Abstract:
A few months in, it is still hard to grasp the scale
and scope of COVID-19’s global impact. A third of the world
population is under some sort of “lockdown.” All the while,
a second crisis, in the form of an economic recession, is
underway (Schwab and Vanham, 2020). During the
recession, European Union (EU) members did not use fiscal
policies to ease the recession, while the reinsurance system
in the case of unemployment would achieve exactly this, as
it acts as an automatic stabilizer. The response to
unemployment in the great recession and subsequent events
related to the European debt crisis has been very
heterogeneous across Europe and in population groups. This
study examines stabilizing power and efficiency of presented
unemployment reinsurance systems (URS EU). We find that
the statutory contribution rate for unemployment insurance is
sufficiently high only in a small part of the EU. Only certain
insurance systems are sustainable.
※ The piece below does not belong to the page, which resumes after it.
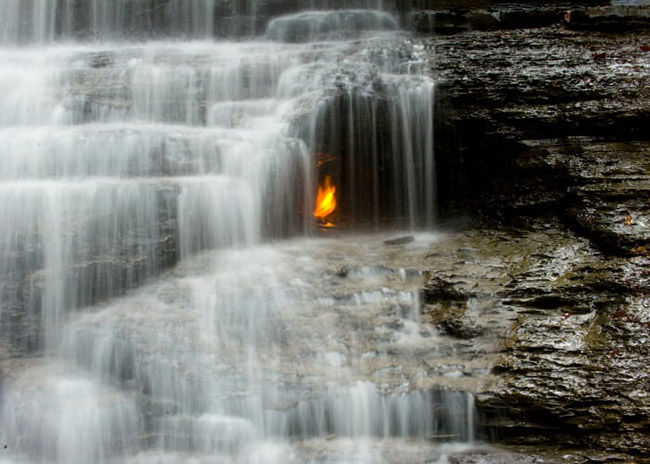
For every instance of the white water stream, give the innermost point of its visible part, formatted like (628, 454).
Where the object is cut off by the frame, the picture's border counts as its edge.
(120, 159)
This paper demonstrates
that the need for an automatic stabilizer, such as the
reinsurance in the case of unemployment, has shown even
more necessary. Through this paper and these
recommendations, this study hopes to encourage institutional
reforms, especially in the euro area, as the monetary union
reduces macroeconomic stabilization policies at national
level. We believe that the URS EU would represent a possible
solution to the problems outlined in the paper.